Gang scheduling and related techniques are widely believed to be necessary for efficient job scheduling on distributed memory parallel computers. This is because they minimize context switching overheads and permit the parallel job currently running to progress at the fastest possible rate. However, in the case of cluster computers, and particularly those with COTS networks, these benefits can be outweighed in the multiple jobs time-sharing context by the loss the ability to utilize the CPU for other jobs when the current job is waiting for messages.

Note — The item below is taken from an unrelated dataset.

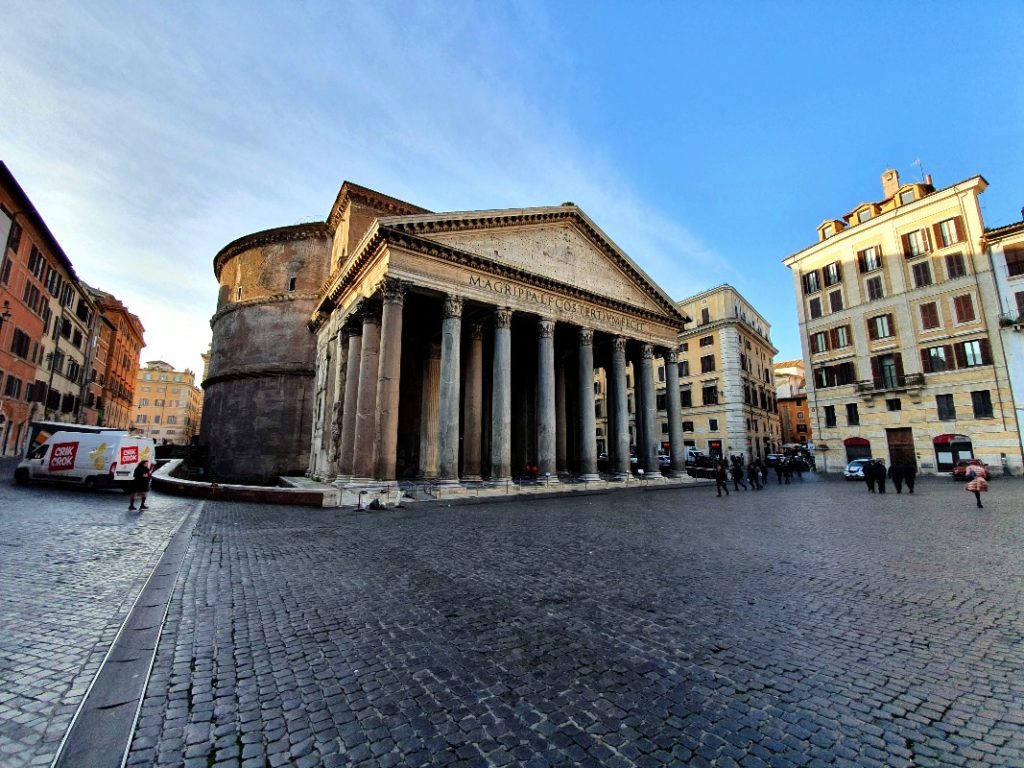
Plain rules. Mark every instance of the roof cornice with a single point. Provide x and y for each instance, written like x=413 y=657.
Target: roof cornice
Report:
x=267 y=237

Experiments on a Linux Beowulf cluster with 100 Mb fast Ethernet switches are made comparing the SCore buddy-based gang scheduling with local scheduling (provided by the Linux 2.4 kernel with MPI implemented over TCP/IP). Results for communication-intensive numerical applications on 16 nodes reveal that gang scheduling results in 'slowdowns ' up to a factor of two greater for 8 simultaneous jobs. This phenomenon is not due to any deficiencies in SCore but due to the relative costs of context switching versus message overhead, and we expect similar results holds for any gang scheduling implementation. A performance analysis of local scheduling indicates that cache pollution due to context switching is more significant than the direct context switching overhead on the applications studied. When this is taken into account, local scheduling behaviour comes close to achieving ideal slowdowns for finer-grained computations such as Linpack. The performance models also indicate that similar trends are to be expected for clusters with faster networks.

查看原文本刊更多论文

贝奥武夫集群的本地调度与组调度比较

群调度及其相关技术被广泛认为是高效调度分布式存储并行计算机作业的必要条件。这是因为它们最大限度地减少了上下文切换开销，并允许当前运行的并行作业以尽可能快的速度进行。然而，在集群计算机的情况下，特别是那些使用COTS网络的情况下，在多作业分时上下文中，由于当前作业正在等待消息时无法将CPU用于其他作业，因此这些好处可能会被抵消。在一个具有100 Mb快速以太网交换机的Linux Beowulf集群上进行了实验，比较了基于SCore伙伴的队列调度和本地调度(由Linux 2.4内核提供，通过TCP/IP实现MPI)。对16个节点上的通信密集型数值应用程序的结果表明，对于8个同时进行的作业，组调度导致的“减速”高达两倍。这种现象不是由于SCore的任何缺陷，而是由于上下文切换与消息开销的相对成本，我们预计任何组调度实现都会出现类似的结果。对本地调度的性能分析表明，在所研究的应用程序中，由于上下文切换造成的缓存污染比直接上下文切换带来的开销更为显著。当考虑到这一点时，本地调度行为接近于实现诸如Linpack等细粒度计算的理想减速。性能模型还表明，对于具有更快网络的集群，也会出现类似的趋势。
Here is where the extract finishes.